THERE WAS MORE MONEY IN A REFINERY
The use of petroleum was dangerous at that time, on account of the highly inflammable gases it contained. Many persons stuck to candles and sperm oil through fear of an explosion if they used the new illuminant. The process of removing these superfluous gases by refining, or distilling, as it was then called, was in its infancy. There were few men who knew anything about it.
Among Rockefeller’s acquaintances in Cleveland was one of these men. His name was Samuel Andrews. He had worked in a distillery, and was familiar with the process. He believed that there was a great business to be built up by removing the gases from the crude oil and making it safe for household use. Rockefeller listened to him, and became convinced that he was right. Here was a field as wide as the world, limited only by the production of crude oil. It was a proposition on which he could figure and make sure of the result. It was just the thing Rockefeller had been looking for. He decided to leave the production of oil to others, and to devote his attention to preparing it for market.
Andrews was a brother commission merchant. The two started a refinery, each closing out his former business connection. In two weeks it was running night and day to fill orders. So great was the demand, and so great was the judgment of young Rockefeller,—seeing what no one else had seen.
A second refinery had to be built at once, and in two years their plants were turning out two thousand barrels of refined petroleum per day. Henry M. Flagler, already wealthy, came into the firm, the name of which then became Rockefeller, Flagler and Andrews. More refineries were built, not only at Cleveland, but also at other advantageous points. Competing refineries were bought or rendered ineffective by the cutting of prices.
It is related that Mr. Andrews became one day dissatisfied, and he was asked,—“What will you take for your interest?” Andrews wrote carelessly on a piece of paper,—“One million dollars.” Within twenty-four hours he was handed that amount; Mr. Rockefeller saying,—“Cheaper at one million than ten.” In building up the refinery business Rockefeller was the head; the others were the hands. He was always the general commanding, the tactician. He made the plans and his associates carried them out. Here was the post for which he had fitted himself, and in which his genius for planning had full sway. In the conduct of the refinery affairs, as in every enterprise in which he has taken part, he exemplified another rule to which he had adhered from his boyhood days. He was the leader in whatever he undertook. In going into any undertaking, John D. Rockefeller has made it his rule to have the chief authority in his own hands or to have nothing to do with the matter.
STANDARD OIL
In 1870, when Mr.

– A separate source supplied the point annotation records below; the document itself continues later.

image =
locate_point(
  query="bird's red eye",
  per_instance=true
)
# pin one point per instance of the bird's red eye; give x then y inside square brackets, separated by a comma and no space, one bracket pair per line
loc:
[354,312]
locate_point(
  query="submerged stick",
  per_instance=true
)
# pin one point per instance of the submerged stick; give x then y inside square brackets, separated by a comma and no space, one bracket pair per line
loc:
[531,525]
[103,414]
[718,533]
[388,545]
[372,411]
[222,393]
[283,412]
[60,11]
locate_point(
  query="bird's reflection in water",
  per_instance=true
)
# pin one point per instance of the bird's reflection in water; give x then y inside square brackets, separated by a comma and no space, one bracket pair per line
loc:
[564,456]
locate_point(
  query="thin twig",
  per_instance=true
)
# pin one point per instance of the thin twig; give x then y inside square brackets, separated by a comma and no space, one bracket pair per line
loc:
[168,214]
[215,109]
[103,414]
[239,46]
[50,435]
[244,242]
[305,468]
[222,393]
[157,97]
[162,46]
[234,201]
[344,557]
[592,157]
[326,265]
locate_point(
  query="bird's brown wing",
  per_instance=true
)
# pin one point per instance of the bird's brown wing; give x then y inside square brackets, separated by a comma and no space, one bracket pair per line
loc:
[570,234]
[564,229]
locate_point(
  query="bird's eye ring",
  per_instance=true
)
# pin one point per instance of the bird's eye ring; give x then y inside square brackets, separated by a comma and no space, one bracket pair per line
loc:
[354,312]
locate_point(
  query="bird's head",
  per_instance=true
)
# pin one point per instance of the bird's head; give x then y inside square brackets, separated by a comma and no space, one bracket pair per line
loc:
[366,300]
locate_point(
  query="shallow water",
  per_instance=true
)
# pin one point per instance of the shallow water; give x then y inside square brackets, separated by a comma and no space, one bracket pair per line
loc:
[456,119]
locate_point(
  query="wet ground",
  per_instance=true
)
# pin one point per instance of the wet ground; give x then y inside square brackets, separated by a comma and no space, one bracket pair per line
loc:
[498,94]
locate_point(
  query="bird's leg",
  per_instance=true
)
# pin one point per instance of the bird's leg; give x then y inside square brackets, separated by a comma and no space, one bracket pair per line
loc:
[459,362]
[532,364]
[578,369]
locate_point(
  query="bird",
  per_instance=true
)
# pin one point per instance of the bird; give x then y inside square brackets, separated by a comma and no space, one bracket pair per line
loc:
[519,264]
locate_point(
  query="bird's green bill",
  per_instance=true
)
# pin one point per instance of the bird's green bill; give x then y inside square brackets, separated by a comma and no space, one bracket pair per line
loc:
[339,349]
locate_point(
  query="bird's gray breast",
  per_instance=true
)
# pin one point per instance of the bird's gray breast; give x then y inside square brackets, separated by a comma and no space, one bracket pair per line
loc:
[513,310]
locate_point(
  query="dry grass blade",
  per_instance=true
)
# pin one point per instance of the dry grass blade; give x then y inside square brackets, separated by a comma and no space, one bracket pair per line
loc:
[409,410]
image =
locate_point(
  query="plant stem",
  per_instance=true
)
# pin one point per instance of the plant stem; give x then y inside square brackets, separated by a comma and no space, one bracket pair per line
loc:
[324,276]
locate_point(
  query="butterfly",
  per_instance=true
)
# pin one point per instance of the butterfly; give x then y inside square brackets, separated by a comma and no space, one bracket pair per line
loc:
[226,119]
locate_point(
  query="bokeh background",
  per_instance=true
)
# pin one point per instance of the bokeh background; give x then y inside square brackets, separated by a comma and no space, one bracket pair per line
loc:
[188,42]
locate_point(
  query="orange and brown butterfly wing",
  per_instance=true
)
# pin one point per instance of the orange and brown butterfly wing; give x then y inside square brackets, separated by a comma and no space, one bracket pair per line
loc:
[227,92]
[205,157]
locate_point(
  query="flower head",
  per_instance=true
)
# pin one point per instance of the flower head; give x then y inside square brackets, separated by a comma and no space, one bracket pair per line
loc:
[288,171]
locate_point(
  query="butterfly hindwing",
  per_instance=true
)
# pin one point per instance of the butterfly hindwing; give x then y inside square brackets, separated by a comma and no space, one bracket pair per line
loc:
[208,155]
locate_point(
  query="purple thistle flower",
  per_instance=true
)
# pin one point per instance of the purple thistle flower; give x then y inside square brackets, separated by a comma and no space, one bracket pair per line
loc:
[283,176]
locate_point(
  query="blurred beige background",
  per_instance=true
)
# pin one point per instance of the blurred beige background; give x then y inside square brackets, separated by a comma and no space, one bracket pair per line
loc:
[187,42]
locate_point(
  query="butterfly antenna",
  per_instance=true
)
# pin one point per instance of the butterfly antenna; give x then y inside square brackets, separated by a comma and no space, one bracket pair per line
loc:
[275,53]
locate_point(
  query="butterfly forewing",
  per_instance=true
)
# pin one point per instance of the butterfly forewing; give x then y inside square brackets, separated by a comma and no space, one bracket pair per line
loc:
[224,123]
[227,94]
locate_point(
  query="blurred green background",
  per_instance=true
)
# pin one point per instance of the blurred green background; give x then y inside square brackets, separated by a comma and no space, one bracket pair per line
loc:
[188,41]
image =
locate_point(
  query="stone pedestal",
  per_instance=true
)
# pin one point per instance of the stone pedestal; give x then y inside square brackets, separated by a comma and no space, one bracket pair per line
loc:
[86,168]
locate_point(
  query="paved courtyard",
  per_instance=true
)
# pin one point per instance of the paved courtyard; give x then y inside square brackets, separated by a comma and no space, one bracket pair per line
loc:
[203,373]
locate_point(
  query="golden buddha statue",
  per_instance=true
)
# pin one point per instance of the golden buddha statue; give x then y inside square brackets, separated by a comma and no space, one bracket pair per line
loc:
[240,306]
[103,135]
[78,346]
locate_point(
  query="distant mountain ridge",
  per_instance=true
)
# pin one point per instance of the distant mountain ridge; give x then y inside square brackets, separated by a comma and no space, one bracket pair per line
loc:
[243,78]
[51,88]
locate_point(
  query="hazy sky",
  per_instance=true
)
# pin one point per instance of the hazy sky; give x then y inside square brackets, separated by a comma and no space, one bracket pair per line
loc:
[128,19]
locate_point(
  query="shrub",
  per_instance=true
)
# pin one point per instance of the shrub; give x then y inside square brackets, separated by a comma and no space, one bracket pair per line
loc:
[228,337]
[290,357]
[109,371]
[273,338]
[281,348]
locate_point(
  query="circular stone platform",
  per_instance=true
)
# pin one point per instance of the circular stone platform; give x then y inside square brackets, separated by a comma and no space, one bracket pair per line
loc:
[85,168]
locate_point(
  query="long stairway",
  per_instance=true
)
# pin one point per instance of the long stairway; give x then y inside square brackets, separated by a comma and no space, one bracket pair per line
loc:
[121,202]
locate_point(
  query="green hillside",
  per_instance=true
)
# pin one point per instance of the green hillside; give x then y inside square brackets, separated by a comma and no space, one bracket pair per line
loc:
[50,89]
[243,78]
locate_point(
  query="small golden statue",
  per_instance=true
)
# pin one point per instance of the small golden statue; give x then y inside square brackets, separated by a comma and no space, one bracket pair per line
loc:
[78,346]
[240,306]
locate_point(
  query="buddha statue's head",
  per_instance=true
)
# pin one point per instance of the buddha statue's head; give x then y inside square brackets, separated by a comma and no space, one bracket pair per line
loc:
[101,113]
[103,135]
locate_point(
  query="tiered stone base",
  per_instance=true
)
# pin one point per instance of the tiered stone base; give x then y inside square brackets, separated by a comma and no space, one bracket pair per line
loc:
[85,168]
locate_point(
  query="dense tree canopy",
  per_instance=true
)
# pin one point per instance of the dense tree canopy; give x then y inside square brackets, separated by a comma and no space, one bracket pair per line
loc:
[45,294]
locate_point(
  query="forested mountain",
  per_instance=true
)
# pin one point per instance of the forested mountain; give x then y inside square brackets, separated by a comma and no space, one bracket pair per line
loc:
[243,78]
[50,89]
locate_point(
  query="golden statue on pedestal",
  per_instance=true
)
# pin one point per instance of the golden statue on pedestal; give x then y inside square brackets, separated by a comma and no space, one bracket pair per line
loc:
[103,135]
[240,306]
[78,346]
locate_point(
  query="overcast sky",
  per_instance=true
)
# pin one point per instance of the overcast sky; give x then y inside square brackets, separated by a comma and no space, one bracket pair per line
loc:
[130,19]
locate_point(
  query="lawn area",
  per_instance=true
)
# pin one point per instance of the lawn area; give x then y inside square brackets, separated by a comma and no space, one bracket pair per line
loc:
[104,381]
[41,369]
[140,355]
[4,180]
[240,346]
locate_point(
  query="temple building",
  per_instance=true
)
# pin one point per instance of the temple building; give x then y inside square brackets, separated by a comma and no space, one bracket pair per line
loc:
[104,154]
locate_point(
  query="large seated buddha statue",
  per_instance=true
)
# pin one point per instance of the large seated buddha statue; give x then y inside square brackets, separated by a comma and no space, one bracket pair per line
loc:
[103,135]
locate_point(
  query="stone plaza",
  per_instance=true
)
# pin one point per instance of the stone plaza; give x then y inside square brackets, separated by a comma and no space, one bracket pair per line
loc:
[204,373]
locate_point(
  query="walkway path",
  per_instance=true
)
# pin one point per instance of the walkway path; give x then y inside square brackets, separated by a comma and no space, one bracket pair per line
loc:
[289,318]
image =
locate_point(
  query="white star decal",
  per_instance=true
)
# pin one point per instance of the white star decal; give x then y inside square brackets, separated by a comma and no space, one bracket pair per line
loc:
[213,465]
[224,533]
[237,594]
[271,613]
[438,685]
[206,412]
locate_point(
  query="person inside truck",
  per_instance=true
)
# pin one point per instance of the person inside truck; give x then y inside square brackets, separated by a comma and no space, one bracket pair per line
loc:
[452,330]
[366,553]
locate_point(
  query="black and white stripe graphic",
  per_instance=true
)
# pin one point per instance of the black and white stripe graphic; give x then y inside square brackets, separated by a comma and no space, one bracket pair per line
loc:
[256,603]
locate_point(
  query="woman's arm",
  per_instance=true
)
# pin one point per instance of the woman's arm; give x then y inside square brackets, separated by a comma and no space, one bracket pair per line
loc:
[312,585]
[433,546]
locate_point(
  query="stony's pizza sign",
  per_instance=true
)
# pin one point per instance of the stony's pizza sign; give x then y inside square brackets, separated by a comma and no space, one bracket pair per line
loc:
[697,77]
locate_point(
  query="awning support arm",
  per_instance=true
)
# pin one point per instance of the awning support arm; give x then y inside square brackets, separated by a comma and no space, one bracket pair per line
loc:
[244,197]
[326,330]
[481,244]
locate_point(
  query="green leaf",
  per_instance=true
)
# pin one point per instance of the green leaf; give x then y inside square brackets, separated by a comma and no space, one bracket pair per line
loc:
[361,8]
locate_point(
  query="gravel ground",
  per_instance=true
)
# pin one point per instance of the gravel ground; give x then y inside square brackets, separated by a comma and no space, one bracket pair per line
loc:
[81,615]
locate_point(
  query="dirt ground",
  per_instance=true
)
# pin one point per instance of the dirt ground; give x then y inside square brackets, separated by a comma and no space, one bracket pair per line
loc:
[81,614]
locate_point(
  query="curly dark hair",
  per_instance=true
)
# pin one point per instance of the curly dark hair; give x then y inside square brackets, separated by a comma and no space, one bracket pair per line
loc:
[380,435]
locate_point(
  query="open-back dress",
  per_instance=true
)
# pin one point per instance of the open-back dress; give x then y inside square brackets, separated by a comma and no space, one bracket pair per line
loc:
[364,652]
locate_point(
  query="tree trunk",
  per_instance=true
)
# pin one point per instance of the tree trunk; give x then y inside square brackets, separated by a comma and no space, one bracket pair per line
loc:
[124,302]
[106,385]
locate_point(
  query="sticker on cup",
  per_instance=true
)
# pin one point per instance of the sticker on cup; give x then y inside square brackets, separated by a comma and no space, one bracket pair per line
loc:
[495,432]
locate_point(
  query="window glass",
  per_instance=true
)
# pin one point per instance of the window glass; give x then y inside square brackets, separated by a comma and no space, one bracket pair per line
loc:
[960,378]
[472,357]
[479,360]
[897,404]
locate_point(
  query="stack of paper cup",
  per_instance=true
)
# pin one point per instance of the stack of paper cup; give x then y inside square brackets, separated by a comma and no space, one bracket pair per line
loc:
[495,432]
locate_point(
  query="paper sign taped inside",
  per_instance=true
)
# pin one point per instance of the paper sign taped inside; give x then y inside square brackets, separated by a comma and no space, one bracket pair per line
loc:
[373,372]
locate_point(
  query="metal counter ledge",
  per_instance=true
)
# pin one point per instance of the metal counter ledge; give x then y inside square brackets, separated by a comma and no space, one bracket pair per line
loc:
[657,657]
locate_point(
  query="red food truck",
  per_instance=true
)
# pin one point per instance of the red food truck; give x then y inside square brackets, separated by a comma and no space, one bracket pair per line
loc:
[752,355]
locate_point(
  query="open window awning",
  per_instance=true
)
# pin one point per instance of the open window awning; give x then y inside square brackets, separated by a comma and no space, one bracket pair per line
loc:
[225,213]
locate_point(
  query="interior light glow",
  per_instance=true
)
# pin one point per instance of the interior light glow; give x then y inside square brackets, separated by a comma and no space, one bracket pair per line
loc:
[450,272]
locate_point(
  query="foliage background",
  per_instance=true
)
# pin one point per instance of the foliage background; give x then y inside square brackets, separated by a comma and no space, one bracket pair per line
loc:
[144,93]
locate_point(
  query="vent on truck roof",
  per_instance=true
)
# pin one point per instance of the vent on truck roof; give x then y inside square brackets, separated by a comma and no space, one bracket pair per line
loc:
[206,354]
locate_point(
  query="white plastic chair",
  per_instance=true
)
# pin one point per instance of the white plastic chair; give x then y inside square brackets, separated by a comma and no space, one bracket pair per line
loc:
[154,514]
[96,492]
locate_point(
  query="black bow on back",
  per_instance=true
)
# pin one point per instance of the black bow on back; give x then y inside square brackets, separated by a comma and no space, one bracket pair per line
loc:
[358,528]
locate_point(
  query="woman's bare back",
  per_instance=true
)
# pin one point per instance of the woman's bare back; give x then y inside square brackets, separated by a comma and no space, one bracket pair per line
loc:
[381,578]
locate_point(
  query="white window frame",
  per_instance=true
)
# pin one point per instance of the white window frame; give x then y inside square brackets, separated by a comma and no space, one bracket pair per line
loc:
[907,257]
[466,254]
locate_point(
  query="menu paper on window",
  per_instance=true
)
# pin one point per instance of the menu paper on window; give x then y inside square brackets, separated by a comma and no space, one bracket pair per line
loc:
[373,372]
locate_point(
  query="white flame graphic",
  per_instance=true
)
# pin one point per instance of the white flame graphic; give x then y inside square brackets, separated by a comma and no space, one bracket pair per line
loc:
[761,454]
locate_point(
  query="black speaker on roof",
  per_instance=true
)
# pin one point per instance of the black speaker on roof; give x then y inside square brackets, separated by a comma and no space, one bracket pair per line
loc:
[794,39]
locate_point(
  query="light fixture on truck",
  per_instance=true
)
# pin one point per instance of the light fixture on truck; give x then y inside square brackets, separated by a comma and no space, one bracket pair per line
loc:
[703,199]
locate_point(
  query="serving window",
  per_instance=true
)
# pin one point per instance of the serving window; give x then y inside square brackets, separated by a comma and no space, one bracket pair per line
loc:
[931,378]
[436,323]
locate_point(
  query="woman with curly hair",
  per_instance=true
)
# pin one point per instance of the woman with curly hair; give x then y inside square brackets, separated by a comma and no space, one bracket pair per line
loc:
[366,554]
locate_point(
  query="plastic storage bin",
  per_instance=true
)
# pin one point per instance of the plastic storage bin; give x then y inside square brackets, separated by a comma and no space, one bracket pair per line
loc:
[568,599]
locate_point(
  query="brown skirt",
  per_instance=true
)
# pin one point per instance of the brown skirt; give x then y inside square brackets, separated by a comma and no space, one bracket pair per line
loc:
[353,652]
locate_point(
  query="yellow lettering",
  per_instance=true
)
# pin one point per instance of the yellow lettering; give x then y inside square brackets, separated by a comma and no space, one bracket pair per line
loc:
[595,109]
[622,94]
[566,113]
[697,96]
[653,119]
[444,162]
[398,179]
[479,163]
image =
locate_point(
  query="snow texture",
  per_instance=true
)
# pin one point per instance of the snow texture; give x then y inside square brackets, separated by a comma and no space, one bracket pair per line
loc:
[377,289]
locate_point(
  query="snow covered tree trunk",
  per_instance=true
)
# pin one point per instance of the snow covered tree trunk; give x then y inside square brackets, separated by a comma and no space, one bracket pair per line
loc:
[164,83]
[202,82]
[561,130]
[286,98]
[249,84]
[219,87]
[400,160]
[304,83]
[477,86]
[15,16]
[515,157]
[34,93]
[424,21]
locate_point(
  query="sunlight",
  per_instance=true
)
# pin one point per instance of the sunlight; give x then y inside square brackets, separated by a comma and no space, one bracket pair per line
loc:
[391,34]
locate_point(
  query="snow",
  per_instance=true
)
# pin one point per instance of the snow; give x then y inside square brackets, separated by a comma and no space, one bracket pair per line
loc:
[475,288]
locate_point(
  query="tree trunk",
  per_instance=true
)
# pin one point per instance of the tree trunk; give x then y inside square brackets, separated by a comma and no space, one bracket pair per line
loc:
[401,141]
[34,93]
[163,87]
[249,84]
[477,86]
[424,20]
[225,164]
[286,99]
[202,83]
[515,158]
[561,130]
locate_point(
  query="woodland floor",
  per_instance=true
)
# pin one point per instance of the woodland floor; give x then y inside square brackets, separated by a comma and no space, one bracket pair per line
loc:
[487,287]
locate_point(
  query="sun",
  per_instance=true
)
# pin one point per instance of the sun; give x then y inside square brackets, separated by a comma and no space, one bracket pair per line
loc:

Rockefeller was thirty-two years old, the business was merged into the Standard Oil Company, starting with a capital of one million dollars. Other pens have written the later story of that great corporation; how it started pipe lines to carry the oil to the seaboard; how it earned millions in by-products which had formerly run to waste; how it covered the markets of the world in its keen search for trade, distancing all competition, and cheapening its own processes so that its dividends in one year, 1899, amounted to $23,000,000 in excess of the fixed dividend upon the whole capital stock. This is the outcome of thirty years’ development. The corporation is now the greatest business combination of modern times, or of any age of the world. Mr. Rockefeller’s annual income from his holdings of Standard Oil stock is estimated at about sixteen millions of dollars.
MR. ROCKEFELLER’S PERSONALITY
The brains of all this, the owner of the largest percentage of the stock in the parent corporation, and in most of the lesser ones, is now sixty-two years old. His personality is simple and unaffected, his tastes domestic, and the trend of his thoughts decidedly religious. His Cleveland residential estate is superb, covering a large tract of park-like land,—but even there he has shown his unselfishness by donating a large portion of his land to the city for park purposes. His New York home is not a pretentious place,—solid, but by no means elegant in outward appearance. Between the two homes he divides his time with his wife and children. He is an earnest and hardworking member of the Fifth Avenue Baptist Church, in New York, and does much to promote the good work carried on by that organization. He is particularly interested in the Sunday-school work.